A healthy weight is an important element of good health. How much you eat—and what you eat—play central roles in maintaining a healthy weight or losing weight. Exercise is the other key actor.
For years, low-fat diets were thought to be the best way to lose weight. A growing body of evidence shows that low-fat diets often don't work, in part because these diets often replace fat with easily digested carbohydrates.
Hundreds of diets have been created, many promising fast and permanent weight loss. Remember the cabbage soup diet? The grapefruit diet? How about the Hollywood 48 Hour Miracle diet, the caveman diet, the Subway diet, the apple cider vinegar diet, and a host of forgettable celebrity diets?
The truth is, almost any diet will work if it helps you take in fewer calories. Diets do this in two main ways:
- getting you to eat certain "good" foods and/or avoid "bad" ones
- changing how you behave and the ways you think or feel about food
The best diet for losing weight is one that is good for all parts of your body, from your brain to your toes, and not just for your waistline. It is also one you can live with for a long time. In other words, a diet that offers plenty of good tasting and healthy choices, banishes few foods, and doesn't require an extensive and expensive list of groceries or supplements.

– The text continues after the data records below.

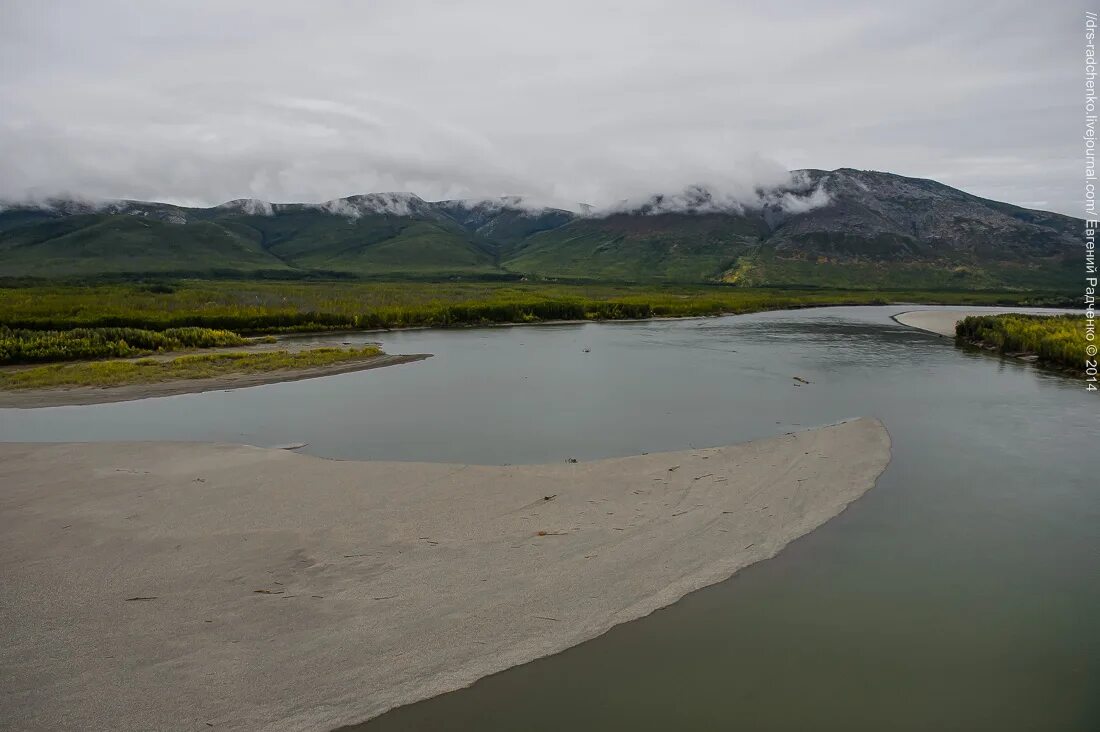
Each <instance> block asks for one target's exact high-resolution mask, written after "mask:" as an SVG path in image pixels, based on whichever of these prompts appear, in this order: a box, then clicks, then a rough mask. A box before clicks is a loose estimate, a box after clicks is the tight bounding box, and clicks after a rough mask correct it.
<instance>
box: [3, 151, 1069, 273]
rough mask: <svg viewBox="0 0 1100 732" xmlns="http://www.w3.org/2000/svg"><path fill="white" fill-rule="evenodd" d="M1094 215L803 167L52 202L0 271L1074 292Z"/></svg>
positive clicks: (16, 210)
mask: <svg viewBox="0 0 1100 732" xmlns="http://www.w3.org/2000/svg"><path fill="white" fill-rule="evenodd" d="M1081 226H1082V223H1081V221H1080V220H1078V219H1074V218H1070V217H1067V216H1062V215H1057V214H1049V212H1045V211H1035V210H1031V209H1024V208H1020V207H1016V206H1012V205H1009V204H1002V203H999V201H993V200H988V199H983V198H979V197H977V196H972V195H970V194H967V193H965V192H961V190H958V189H956V188H952V187H950V186H946V185H943V184H941V183H936V182H934V181H926V179H922V178H909V177H904V176H899V175H893V174H890V173H878V172H871V171H855V170H851V168H840V170H837V171H816V170H811V171H799V172H795V173H794V175H793V176H792V183H791V184H790V185H789V186H787V187H785V188H782V189H775V190H760V192H757V195H756V197H755V198H753V199H752V200H749V201H730V200H724V199H722V198H720V197H719V196H717V195H715V194H713V193H712V192H708V190H706V189H705V188H693V189H687V190H685V192H683V193H681V194H676V195H673V196H653V197H651V198H649V199H647V200H645V201H641V203H638V204H634V205H623V206H619V207H617V208H615V209H614V210H607V211H603V212H599V214H598V215H593V214H585V215H580V214H574V212H571V211H565V210H562V209H553V208H537V207H530V206H527V205H526V204H525V201H524V200H521V199H519V198H511V197H509V198H500V199H489V200H473V201H464V200H448V201H434V203H432V201H426V200H423V199H421V198H419V197H418V196H416V195H414V194H407V193H392V194H368V195H362V196H351V197H348V198H340V199H334V200H330V201H327V203H323V204H270V203H266V201H259V200H254V199H240V200H233V201H229V203H227V204H222V205H221V206H216V207H212V208H187V207H179V206H172V205H167V204H155V203H145V201H117V203H111V204H106V205H91V204H86V203H79V201H70V200H55V201H46V203H44V204H41V205H34V206H30V205H22V206H12V205H9V206H7V207H4V208H3V209H2V210H0V276H8V277H21V276H32V277H97V276H146V275H191V276H270V277H288V278H289V277H301V276H343V277H394V276H397V277H403V276H417V277H452V276H462V277H471V276H472V277H499V276H514V277H519V276H530V277H541V278H562V280H580V281H584V280H587V281H616V282H678V283H707V282H711V283H727V284H735V285H750V286H760V285H784V286H794V285H811V286H838V287H853V286H862V287H936V288H993V287H1010V288H1046V289H1069V288H1071V287H1073V286H1074V285H1075V284H1076V276H1077V264H1078V261H1079V256H1080V251H1081V250H1080V244H1079V241H1078V237H1079V232H1080V230H1081Z"/></svg>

One diet that fills the bill is a Mediterranean-type diet. Such a diet—and there are many variations—usually includes:
- several servings of fruits and vegetables a day
- whole-grain breads and cereals
- healthy fats from nuts, seeds, and olive oil
- lean protein from poultry, fish, and beans
- limited amounts of red meat
- moderate wine consumption with meals (no more than two glasses a day for men; no more than one a day for women
A Mediterranean-style diet is a flexible eating pattern. People who follow such diets tend to have lower rates of heart disease, diabetes, dementia, and other chronic conditions.